Quem estuda piano já deve ter se deparado com símbolos curiosos no início das partituras: um “C” (c) ou um “C” cortado por uma linha vertical (¢), logo após a clave e os acidentes.
Esses símbolos, que substituem as fórmulas de compasso 4/4 ou 2/2, têm origens que remontam à Idade Média e ao desenvolvimento da notação musical ocidental.
Vale a pena recapitular, portanto, o que é a fórmula de compasso. Esse termo refere-se à fração que aparece no início da partitura, logo após a clave e os acidentes da armadura.
A fórmula de compasso determina:
- O número de tempos por compasso (numerador);
- A figura de nota que representa um tempo (denominador).
Por exemplo:
- 4/4 significa quatro tempos por compasso e cada semínima (1/4 de uma semibreve) vale um tempo;
- 3/8 indica três tempos por compasso e cada colcheia (1/8 de uma semibreve) vale um tempo;
“C” e o “C cortado”
O símbolo “C” na fórmula de compasso representa o compasso quaternário simples, ou seja, o 4/4. Isso significa quatro tempos por compasso, com a semínima recebendo o valor de um tempo.
Esse símbolo é conhecido como compasso comum (em inglês, common time), daí a letra “C”. É o compasso mais frequente em quase todos os estilos musicais: do piano clássico ao pop, passando pelo jazz, pelo blues e muitos outros.
Embora o 4/4 seja perfeitamente legível como fração, o uso do símbolo “C” tornou-se comum por questões de tradição, praticidade visual e clareza.
Já o “C” cortado por uma linha vertical (¢) representa o compasso de 2/2, conhecido como compasso “alla breve”. Esse nome vem do italiano e significa literalmente “à semibreve”.
No compasso alla breve, existem dois tempos por compasso e cada tempo vale uma mínima (metade de uma semibreve).
O alla breve costuma ser usado quando se quer indicar um andamento mais rápido ou simplificar a leitura em contextos com muitas notas curtas (semicolcheias, fusas etc.).
Origens históricas
A origem desses símbolos está profundamente enraizada na história da notação mensural medieval e renascentista, que precedeu o sistema moderno de compassos e figuras rítmicas.
Durante os séculos 13 a 15, a notação musical era baseada em conceitos filosófico-religiosos e, em muitos casos, associava-se à numerologia sagrada.

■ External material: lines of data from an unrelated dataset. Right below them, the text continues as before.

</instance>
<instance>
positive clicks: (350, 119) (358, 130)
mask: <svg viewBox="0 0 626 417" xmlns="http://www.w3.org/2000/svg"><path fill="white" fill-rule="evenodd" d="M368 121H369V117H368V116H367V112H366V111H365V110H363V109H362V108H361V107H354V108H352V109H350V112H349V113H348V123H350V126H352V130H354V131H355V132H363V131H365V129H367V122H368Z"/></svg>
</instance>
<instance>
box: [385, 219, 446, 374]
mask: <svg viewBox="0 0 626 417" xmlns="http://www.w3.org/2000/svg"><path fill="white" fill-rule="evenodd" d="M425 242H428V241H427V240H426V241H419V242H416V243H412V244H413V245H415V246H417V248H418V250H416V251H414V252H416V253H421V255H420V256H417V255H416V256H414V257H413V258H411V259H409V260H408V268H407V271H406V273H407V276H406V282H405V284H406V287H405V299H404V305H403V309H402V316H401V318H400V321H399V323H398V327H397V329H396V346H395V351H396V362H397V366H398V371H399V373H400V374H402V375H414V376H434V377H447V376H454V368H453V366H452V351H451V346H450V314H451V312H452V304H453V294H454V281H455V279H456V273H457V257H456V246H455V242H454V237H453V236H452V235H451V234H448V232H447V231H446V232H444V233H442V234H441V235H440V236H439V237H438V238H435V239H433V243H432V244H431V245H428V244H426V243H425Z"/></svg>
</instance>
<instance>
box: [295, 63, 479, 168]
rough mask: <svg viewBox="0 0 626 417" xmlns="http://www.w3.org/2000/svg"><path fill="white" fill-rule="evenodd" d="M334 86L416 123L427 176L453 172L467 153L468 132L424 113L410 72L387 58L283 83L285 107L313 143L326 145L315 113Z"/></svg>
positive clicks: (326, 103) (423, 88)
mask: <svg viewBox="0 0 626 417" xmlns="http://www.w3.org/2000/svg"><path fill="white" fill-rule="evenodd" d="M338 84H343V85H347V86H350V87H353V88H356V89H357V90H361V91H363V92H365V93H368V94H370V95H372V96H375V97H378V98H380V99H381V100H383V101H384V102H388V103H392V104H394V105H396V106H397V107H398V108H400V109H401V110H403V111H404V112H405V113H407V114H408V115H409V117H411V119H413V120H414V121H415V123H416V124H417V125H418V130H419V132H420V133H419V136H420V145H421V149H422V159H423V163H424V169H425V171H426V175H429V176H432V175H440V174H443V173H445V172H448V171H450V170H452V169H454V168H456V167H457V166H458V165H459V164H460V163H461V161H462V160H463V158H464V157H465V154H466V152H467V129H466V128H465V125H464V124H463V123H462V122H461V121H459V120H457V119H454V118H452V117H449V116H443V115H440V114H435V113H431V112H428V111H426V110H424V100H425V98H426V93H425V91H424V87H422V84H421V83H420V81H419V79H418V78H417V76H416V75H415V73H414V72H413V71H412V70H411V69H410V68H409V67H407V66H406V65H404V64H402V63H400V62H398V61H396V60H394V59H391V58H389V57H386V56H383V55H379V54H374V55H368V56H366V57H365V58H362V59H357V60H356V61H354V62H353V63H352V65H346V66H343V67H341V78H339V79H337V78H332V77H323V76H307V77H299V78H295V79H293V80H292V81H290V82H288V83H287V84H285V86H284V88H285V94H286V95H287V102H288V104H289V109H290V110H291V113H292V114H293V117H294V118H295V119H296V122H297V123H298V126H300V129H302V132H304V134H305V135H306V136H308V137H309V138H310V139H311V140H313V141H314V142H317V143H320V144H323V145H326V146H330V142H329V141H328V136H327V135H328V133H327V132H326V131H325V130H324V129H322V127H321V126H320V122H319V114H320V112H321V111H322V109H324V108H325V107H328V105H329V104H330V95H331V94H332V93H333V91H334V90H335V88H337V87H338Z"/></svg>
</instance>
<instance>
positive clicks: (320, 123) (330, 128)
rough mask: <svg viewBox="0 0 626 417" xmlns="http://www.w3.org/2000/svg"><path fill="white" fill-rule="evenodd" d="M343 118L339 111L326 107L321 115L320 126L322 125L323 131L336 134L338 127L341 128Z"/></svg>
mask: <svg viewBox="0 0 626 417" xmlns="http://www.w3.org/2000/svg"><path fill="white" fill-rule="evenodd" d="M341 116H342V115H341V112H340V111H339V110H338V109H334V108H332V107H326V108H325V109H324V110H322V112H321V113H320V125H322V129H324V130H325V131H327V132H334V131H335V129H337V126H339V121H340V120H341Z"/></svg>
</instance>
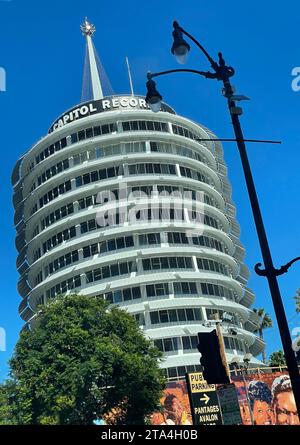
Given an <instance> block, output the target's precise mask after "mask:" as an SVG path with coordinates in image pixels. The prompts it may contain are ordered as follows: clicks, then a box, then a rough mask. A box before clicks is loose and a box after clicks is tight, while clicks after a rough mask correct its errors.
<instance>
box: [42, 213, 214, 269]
mask: <svg viewBox="0 0 300 445" xmlns="http://www.w3.org/2000/svg"><path fill="white" fill-rule="evenodd" d="M166 211H167V209H155V208H154V209H145V210H144V211H138V212H136V214H135V220H134V221H133V222H138V221H139V220H141V221H149V220H152V221H166V220H170V221H174V220H180V221H183V220H184V215H183V212H182V209H175V210H174V209H169V210H168V214H166ZM189 213H190V214H191V215H192V218H193V220H194V221H197V220H200V221H201V223H202V220H203V219H204V221H203V222H204V224H205V225H208V226H210V227H214V228H216V229H218V228H219V224H218V221H217V220H216V219H215V218H213V217H211V216H208V215H204V218H203V215H201V214H200V216H199V215H198V213H197V212H194V211H192V212H189ZM125 218H126V215H125V214H124V213H121V214H120V213H112V214H110V215H109V218H107V219H106V218H104V215H103V217H99V218H97V221H96V220H95V219H94V218H93V219H90V220H88V221H84V222H82V223H81V224H80V232H81V234H85V233H88V232H91V231H94V230H97V229H98V227H105V226H106V225H108V224H109V226H110V227H112V226H115V225H119V224H120V223H121V224H122V223H124V221H125ZM97 222H98V223H99V224H100V223H101V224H100V225H99V224H97ZM68 230H70V231H71V232H72V235H71V236H69V237H68V234H67V235H66V236H67V238H65V235H64V233H67V232H68ZM74 236H76V230H75V226H73V227H71V228H70V229H66V230H65V231H63V232H59V233H58V234H57V235H54V236H53V237H51V238H49V239H48V240H47V241H45V242H44V243H43V254H45V253H46V252H47V251H49V250H51V249H52V248H53V247H55V246H56V245H58V244H61V243H62V242H63V241H66V240H68V239H70V238H73V237H74ZM170 237H171V235H170ZM193 238H195V241H193V242H194V243H195V244H197V243H198V242H199V245H201V244H200V243H201V242H203V243H209V245H210V247H214V248H216V249H218V250H220V248H222V247H220V245H219V244H218V243H219V242H218V241H217V240H215V241H208V240H205V239H204V237H202V238H201V237H200V236H199V237H193ZM170 240H172V238H170ZM173 240H174V238H173ZM170 242H172V241H170ZM205 245H206V244H205ZM40 256H41V255H38V256H36V255H34V258H35V260H36V259H37V258H40Z"/></svg>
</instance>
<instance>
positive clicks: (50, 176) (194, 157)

Na notação mensural, os músicos falavam em “tempus” e “prolatio”:
- O tempus definia se a semibreve seria dividida em duas (tempus imperfectum) ou três mínimas (tempus perfectum);
- A prolatio tratava da divisão da mínima em duas ou três semínimas (as “partes de tempo”, que configurariam, mais tarde, os compassos simples ou compostos).
O círculo (○) era o símbolo do compasso perfeito (três notas por tem com divisão ternária), representando a perfeição da Santíssima Trindade, o ideal sagrado.
O semicírculo (ou meia-lua, “C”) era o símbolo do compasso imperfeito, que indicava uma divisão binária, ou seja, duas notas por tempo, considerado “imperfeito”, mas mais prático para o canto coral e para a música dançante da época.
A linha vertical que corta o “C” surgiu mais tarde, quando se quis representar uma versão mais rápida e leve do compasso binário, ou seja, alla breve.
Assim, o símbolo “¢” passou a representar o compasso 2/2, que facilitava a leitura de peças com muitas figuras pequenas, pois os músicos podiam sentir a pulsação em mínimas em vez de semínimas.
Essa mudança tinha um objetivo prático: tocar mais rápido sem sobrecarregar a leitura.
Na prática contemporânea, mesmo com a possibilidade de simplesmente escrever “4/4” ou “2/2”, os símbolos “C” e “¢” continuam sendo usados por tradição editorial e eficiência visual e a escolha depende do contexto musical.
Para o pianista, entender a origem e o uso desses símbolos não só enriquece a leitura musical, mas ajuda a interpretar as intenções do compositor com mais fidelidade.
Os símbolos funcionam como uma linguagem abreviada entre músicos e preservam o elo histórico entre a música atual e o seu passado medieval e renascentista, uma herança viva da evolução da escrita musical.
Afinal, na música, cada detalhe, até mesmo uma simples letra, pode carregar séculos de significado.